Di situasi yang semakin pelik. Koko berujar, pemerintah desa bisa saja memilih kebijakan untuk tidak melakukan tracking setelah kasus pertama. Selesai. Tidak ada kenaikan jumlah kasus. Namun, opsi itu tidak dipilihnya.
Ketika
kita tahu kenyataannya memang pahit. Namun, lebih pahit kalau kita
tidak tahu kenyataannya. Buat saya tidak penting data jumlah kasus. Yang
penting lingkungan bersih dulu dari covid," tutur kepala desa yang
menjalankan pemerintahan periode ke dua ini.
Lelah. Koko
bilang bahkan sangat lelah. Orang nomor wahid di Kanding itu menyetir
mobil sendiri untuk mengantar warga swab. Mengenakan alat pelindung diri
lengkap, kendaraan berpendingin masih terasa begitu panas. Dan itu,
cuma salah satu contoh kegiatan.
*
![]() |
| Bantuan diberikan untuk warga yang melakukan lockdown (Doc: pribadi) |
Sejak awal
merebaknya Covid 19. Kanding taat memberlakukan karantina desa. Pemudik
yang masuk diisolasi di pendopo yang disulap jadi gedung. Padahal tidak
semua desa melakukan hal yang sama, gedung karantina fiktif.
Hingga
pada akhir Juni, kebijakan kabupaten untuk operasional gedung karantina
desa dinyatakan rampung. Ternyata, justru menjadi babak baru dalam
sejarah Kanding.
Berbulan-bulan membangun benteng. Waktu, tenaga
dan pikiran terkuras. Runtuh dalam sekejap. Kasus positif pertama di
Desa Kanding adalah perantau yang mudik. Diduga, pemudik sudah terpapar
sebelum pulang.
Padahal, kami sampai tekor anggaran untuk mengoperasionalkan gedung karantina. Honor untuk yang piket karantina desa jauh dari kata layak. Tidak sumbut kalau dihitung. Tapi, itulah pengorbanan," ujar Koko.

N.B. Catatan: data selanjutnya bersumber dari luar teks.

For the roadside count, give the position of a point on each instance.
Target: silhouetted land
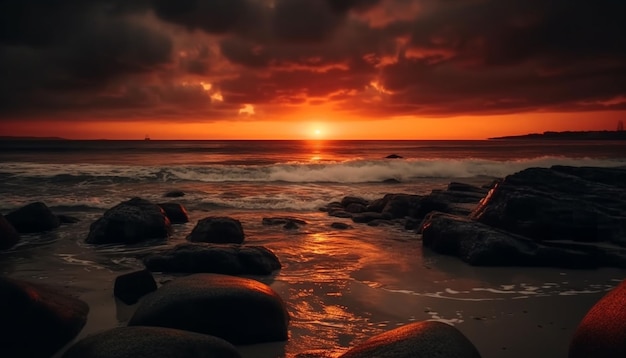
(572, 135)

Pemerintah desa sudah menyalurkan paket sembako untuk warga yang tengah menjalani lockdown. Satu bulan lamanya. Bukan waktu yang sebentar menjalani hari-hari di rumah saja.
Badan
Penanggulangan Bencana Daerah juga memasok sembako. Untuk sisa waktu
isolasi, pemerintah desa kembali menganggarkan sembako untuk mencukupi
perut warganya.
Desa Kanding baru bergeliat. Aktivitas yang
melibatkan massa mulai dihelat. Kini, jangan harap mengantongi izin
hajatan. Koko juga menghentikan posyandu, arisan, olah raga dan kegiatan
lain yang menimbulkan kerumunan.
*
![]() |
| Pembatasan akses yang dilakukan secara mandiri oleh warga (doc: pribadi) |
Terlepas dari sudut
yang mengklaim bahwa covid-19 adalah konspirasi. Terlepas dari isu
tentang perang baru melalui senjata biologi. Terlepas dari sinyalemen
penciptaan bisnis lewat segala macam tes corona virus. Dan segala bentuk
anti tesis atas virus corona ini.
Akankah kita masih tetap abai dengan yang tak kasat mata, corona? Masih mau bilang corona tidak ada?
*
Koko
mengajak kita semua untuk semangat sehat. Mudah, cukup patuhi protokol
kesehatan covid-19. Cukup dirinya yang melakoni betapa babak belurnya
untuk memutus mata rantai penyebaran corona virus.